Well, there seems to be a lot of discussion again about Snooker, particularly Super Q's, in many of the discussion boards.
Over the years this topic seems to rear it's head a few times per year. We read the comments on the USDAA sounding board nearly every time the topic presents itself, again, and again.
We've been doing agility for over nine years now. Not as long as many, but longer than some.
USDAA was the venue we started in, before I got my ILP with the AKC. So it was really all we knew at the beginning of my agility career.
Being Mum's first dog, we had lots of rules to learn when we started. All the different games have different rules. Some concentrate on strategy, some on distance, some on speed (well they should all be fast right?), All the games are different, all have different goals, all have different rules.
Some dogs have strengths for some, some dogs have strengths for others.
I remember very well, that distance handling was definitely not my strong suit when I started out, I liked running with Mum; even though I got one of my very first Q's in novice gamblers at my very first trial at 18 (plus one day) months.
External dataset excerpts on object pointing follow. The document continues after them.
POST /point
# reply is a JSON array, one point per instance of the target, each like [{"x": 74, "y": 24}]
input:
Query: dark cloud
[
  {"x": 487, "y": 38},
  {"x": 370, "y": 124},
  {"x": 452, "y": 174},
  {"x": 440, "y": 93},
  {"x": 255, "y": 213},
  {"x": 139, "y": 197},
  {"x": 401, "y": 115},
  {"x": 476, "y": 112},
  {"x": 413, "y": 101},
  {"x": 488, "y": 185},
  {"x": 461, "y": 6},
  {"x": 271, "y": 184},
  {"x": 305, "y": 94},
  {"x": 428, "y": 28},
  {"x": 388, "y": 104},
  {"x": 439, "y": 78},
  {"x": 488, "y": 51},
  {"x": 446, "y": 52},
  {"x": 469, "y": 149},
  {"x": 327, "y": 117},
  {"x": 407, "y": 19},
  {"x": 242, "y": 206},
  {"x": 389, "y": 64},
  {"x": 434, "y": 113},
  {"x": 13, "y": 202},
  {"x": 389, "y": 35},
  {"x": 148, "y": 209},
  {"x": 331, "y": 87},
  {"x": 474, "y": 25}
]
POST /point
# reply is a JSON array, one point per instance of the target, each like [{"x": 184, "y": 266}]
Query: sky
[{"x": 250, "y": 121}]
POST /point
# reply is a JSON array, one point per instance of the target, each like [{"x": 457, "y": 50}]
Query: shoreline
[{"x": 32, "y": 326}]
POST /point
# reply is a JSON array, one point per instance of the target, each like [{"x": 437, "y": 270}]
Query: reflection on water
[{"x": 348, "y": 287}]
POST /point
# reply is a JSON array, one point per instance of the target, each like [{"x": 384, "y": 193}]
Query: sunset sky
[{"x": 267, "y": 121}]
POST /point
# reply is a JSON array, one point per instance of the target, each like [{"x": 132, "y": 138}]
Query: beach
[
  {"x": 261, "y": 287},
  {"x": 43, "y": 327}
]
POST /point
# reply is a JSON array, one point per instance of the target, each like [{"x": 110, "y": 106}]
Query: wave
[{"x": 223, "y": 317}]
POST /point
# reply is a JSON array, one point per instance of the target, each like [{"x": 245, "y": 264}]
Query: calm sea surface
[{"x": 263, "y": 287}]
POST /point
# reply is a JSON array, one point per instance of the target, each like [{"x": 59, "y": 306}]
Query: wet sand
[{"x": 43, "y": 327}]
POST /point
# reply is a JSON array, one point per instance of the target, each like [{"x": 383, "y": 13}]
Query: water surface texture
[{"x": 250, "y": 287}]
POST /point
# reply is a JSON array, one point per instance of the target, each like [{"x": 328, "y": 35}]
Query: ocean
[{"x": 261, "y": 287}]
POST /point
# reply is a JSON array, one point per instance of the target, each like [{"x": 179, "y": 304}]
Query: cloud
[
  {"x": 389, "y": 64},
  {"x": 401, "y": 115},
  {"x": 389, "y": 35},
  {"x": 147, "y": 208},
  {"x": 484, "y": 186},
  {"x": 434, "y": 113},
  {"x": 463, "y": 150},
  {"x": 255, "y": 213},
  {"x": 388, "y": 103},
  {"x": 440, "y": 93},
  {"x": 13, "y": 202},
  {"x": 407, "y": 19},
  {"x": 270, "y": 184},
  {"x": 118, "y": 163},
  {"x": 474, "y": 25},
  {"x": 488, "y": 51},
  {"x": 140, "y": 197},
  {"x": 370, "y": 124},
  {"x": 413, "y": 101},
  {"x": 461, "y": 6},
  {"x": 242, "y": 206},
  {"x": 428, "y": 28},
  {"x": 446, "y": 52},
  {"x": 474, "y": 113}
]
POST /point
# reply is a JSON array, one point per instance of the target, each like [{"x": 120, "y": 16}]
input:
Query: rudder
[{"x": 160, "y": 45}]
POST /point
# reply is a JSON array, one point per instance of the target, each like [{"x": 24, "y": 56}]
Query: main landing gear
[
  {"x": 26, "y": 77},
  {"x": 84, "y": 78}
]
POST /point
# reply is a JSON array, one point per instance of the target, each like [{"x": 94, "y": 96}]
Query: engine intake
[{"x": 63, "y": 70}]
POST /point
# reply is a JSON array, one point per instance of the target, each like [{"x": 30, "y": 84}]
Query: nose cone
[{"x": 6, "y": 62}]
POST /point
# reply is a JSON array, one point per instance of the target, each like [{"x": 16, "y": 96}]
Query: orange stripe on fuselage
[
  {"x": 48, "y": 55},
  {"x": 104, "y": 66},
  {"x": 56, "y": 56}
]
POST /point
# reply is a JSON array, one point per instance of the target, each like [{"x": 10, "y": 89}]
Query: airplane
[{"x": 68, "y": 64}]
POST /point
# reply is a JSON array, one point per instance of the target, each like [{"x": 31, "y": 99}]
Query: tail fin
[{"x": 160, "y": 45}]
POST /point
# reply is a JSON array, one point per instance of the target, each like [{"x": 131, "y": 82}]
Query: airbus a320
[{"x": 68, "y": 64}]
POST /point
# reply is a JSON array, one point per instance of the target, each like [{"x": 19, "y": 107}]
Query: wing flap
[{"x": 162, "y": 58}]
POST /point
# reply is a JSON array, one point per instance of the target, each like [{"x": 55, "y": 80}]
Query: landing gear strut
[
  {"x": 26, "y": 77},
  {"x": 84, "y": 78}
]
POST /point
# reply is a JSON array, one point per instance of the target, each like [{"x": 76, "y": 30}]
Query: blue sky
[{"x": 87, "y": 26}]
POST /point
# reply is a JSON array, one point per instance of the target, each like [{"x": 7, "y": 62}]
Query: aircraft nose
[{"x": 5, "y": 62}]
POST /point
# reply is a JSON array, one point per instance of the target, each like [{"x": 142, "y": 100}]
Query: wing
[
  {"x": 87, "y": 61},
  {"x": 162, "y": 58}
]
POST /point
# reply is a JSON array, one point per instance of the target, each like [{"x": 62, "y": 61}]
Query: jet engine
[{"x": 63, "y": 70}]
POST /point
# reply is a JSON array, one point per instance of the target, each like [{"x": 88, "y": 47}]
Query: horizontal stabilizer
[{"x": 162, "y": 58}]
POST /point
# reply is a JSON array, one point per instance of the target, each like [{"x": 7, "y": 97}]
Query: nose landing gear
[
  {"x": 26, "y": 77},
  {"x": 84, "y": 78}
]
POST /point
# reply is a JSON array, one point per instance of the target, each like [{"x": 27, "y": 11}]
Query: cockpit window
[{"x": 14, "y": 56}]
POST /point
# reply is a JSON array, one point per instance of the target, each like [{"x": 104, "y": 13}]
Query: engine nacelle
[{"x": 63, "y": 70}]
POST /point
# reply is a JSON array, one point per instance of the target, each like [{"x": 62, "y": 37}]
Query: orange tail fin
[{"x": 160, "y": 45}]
Mum had no idea I had it in me, but she knew right then and there, what potential I had.
Since I wasn't a very good gamble dog, Mum and I worked a lot on obstacle focus, distance, and begged our trainer to let us practice it nearly every week. Soon I became a great gamble dog!
Snooker takes another set of talents, you've got to be fast (most of the time), you've got to get used to being pulled between obstacles and sometimes running far from one to the next. It takes a lot of strategy, that sometimes weighs heavily on your Mum (or Dad). It takes practice, and it takes time to develop all of those skills.
For those of you who know me, it took a long time for me to get my three Super Q's for my ADCH. Many, many times over my career in the early days and in my later days, I was second place and even first place, either in my own height or with combined heights. I competed in the 16" championship class which is ripe with talent and speed. I had my work cut out for me.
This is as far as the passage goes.